3. Create a Listener

Create a new instance of the Listener class with configuration to suit your needs.

You can use the tls key to pass through any options accepted by NodeJS' TLS Socket, typically certificates or rejectUnauthorized for development environments.

import { Listener } from '@calmdownval/bob';

const listener = new Listener({
  secret: '<your-secret>',
  sourceURL: '<webhook-proxy-url>',
  tls: {
    rejectUnauthorized: false
  }
});

4. Bind Event Handlers

Assign event handlers using the Signal library to signals provided by the Listener instance. The handlers receive unmodified event payloads as they are received from GitHub. You can find their definitions here.
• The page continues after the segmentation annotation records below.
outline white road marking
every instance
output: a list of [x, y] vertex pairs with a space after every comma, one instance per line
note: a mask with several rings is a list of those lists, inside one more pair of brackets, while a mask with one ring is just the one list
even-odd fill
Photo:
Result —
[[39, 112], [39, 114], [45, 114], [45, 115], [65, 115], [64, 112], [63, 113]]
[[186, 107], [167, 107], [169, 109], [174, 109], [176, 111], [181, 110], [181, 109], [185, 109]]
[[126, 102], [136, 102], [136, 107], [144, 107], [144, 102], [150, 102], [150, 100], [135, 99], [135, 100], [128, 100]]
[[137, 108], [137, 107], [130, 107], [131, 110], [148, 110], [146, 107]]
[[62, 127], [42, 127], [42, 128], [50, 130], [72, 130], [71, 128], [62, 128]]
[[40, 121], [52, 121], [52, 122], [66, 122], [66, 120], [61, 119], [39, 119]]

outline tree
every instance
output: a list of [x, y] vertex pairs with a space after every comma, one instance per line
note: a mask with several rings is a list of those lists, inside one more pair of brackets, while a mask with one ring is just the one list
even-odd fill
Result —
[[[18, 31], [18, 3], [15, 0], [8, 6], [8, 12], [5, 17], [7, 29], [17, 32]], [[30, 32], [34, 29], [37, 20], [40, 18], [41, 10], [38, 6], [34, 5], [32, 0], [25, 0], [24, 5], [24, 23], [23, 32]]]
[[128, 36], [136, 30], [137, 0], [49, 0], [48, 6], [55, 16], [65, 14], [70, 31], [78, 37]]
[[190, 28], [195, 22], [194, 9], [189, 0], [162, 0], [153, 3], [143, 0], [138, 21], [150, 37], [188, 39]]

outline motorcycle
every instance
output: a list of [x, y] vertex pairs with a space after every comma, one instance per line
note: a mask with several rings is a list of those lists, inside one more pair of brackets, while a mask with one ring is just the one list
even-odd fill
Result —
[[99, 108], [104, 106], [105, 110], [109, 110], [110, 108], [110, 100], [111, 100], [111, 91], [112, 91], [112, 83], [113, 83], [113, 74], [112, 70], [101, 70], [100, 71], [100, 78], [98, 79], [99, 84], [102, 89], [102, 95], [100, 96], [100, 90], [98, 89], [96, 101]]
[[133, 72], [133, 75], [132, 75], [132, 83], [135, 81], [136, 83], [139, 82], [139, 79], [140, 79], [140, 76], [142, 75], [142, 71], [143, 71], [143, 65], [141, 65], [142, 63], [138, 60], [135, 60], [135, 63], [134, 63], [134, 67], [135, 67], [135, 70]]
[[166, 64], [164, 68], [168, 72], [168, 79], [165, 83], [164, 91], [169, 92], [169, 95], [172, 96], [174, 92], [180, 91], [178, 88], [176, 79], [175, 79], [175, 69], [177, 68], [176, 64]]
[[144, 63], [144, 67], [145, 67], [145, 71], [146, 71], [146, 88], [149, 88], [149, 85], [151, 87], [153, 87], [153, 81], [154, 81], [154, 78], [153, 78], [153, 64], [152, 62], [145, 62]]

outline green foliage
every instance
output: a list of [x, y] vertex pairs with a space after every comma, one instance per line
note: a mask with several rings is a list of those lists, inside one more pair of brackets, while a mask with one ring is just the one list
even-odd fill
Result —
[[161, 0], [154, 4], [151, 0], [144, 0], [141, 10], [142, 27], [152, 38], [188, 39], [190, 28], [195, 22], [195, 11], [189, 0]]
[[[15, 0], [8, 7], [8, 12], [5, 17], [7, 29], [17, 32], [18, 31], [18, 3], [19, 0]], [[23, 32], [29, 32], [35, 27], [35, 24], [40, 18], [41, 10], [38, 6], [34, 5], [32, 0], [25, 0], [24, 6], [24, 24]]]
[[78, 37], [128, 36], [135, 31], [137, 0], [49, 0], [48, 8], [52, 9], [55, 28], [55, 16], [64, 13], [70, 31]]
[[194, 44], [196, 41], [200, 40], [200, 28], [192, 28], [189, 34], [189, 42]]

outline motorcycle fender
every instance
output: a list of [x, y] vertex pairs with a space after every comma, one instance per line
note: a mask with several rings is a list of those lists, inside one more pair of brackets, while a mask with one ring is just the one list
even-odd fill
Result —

import * as Signal from '@calmdownval/signal';

Signal.on(listener.event<any>('push'), ({ data: e }) => {
  console.log(`${e.sender.login} pushed ${e.commits.length} commits into ${e.repository.full_name}.`);
});

The event method of the Listener class returns a signal triggered when the GitHub webhook specified by the first argument is invoked. If you omit this argument or use the Listener.ANY_EVENT constant you will receive a signal that triggers on any GitHub webhook received. This is useful if you wish to switch between event types manually.

Using the type argument of the event method you can inject typings of the event. GitHub webhook typings are out of scope of this library, instead consider using @octokit/webhooks-definitions.